The June 27 draft also consists of only 21 articles but the July 3 draft has 22 articles.
Generoso said the Article on General Provisions had not yet been incorporated in the consolidated draft dated June 27.
Asked by BusinessMirror what corrections or changes were made after the June 30 draft, Generoso cited as an example the provision on the existence of a national economic planning agency or National Economic Development Authority (Neda).
In the June 30 draft obtained by the BusinessMirror from a credible source, there was no provision on NEDA under Article XV National Economy and Patrimony.
However, Generoso said this provision, which was “inadvertently missing,” was restored in the July 2 draft, which was a day before the committee’s 15th en banc session in which the Con-com members approved and signed the draft.
“There were sections that were missing because some subcommittees only submitted the sections with proposed amendments or revisions and not those that were supposed to be retained,” he said.
He also noted that the differences between the June 30 and the July 3 drafts were “important.”
He added, “Our view is every word in the Constitution is important.”
According to Generoso, “Before releasing the copy to the public, all the further corrections made would have been incorporated in the copy.
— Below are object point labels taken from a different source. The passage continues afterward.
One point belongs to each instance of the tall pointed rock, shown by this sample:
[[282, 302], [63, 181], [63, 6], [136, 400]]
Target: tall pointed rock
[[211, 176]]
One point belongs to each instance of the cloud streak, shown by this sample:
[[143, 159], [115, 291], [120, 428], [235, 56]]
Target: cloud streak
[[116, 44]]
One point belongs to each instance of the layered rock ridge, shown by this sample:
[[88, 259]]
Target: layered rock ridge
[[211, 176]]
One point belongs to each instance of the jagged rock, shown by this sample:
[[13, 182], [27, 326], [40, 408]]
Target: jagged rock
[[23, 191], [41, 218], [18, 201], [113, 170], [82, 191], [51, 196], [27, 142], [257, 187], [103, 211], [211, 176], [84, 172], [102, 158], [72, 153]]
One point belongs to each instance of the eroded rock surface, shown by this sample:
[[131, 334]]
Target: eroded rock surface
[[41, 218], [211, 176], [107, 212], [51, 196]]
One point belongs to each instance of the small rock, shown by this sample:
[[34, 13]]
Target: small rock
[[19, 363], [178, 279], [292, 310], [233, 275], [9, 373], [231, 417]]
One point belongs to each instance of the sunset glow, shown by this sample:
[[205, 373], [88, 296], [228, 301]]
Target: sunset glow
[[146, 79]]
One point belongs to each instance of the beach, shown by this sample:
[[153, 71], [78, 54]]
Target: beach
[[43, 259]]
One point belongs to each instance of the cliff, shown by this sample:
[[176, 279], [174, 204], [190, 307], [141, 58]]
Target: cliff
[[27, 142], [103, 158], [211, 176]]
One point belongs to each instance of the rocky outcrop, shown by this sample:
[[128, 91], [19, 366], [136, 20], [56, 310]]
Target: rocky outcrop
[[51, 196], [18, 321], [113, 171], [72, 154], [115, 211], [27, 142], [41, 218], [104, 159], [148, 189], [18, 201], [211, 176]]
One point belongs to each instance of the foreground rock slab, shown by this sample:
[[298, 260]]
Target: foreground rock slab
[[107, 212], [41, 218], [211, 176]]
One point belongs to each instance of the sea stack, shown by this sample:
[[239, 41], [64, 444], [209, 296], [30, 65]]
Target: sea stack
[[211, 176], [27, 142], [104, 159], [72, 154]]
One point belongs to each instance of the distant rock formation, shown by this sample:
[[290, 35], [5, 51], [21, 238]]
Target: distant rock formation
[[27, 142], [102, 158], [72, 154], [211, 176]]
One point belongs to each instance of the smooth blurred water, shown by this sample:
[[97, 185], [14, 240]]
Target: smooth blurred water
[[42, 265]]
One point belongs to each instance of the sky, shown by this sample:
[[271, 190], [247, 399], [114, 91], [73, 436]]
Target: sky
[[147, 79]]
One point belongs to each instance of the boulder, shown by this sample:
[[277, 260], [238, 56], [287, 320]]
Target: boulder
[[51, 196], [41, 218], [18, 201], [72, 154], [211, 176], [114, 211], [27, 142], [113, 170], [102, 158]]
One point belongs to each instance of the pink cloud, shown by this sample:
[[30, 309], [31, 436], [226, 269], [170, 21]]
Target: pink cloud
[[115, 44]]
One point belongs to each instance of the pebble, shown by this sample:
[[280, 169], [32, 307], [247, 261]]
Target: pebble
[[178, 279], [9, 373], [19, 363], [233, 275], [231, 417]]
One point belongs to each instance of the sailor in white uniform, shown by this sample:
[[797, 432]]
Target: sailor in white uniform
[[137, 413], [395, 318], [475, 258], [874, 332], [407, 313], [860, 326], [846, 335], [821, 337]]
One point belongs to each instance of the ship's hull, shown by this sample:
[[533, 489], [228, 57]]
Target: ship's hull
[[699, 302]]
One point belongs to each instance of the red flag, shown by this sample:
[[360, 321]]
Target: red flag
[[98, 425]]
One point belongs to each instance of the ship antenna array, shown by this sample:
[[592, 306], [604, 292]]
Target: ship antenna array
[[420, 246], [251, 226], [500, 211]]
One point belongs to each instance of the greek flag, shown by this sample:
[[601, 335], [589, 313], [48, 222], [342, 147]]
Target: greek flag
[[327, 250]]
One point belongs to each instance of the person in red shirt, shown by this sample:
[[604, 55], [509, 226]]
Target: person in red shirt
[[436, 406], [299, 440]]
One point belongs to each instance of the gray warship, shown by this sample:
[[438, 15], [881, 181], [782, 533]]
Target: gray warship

That is all we want because once we release it, we don’t want people making analysis on the basis of a document which is not yet the final document,” he said. “We have been very, very, very careful about all these things and we have been transparent in everything.”
Generoso added in the statement that other corrections made after June 30 included styling, checking for grammar, sentence construction, punctuations marks, redundancies, possible conflicts with other sections, and comparison with the 1987 Constitution to ensure that all provisions that were to be retained were actually retained in the draft, he said.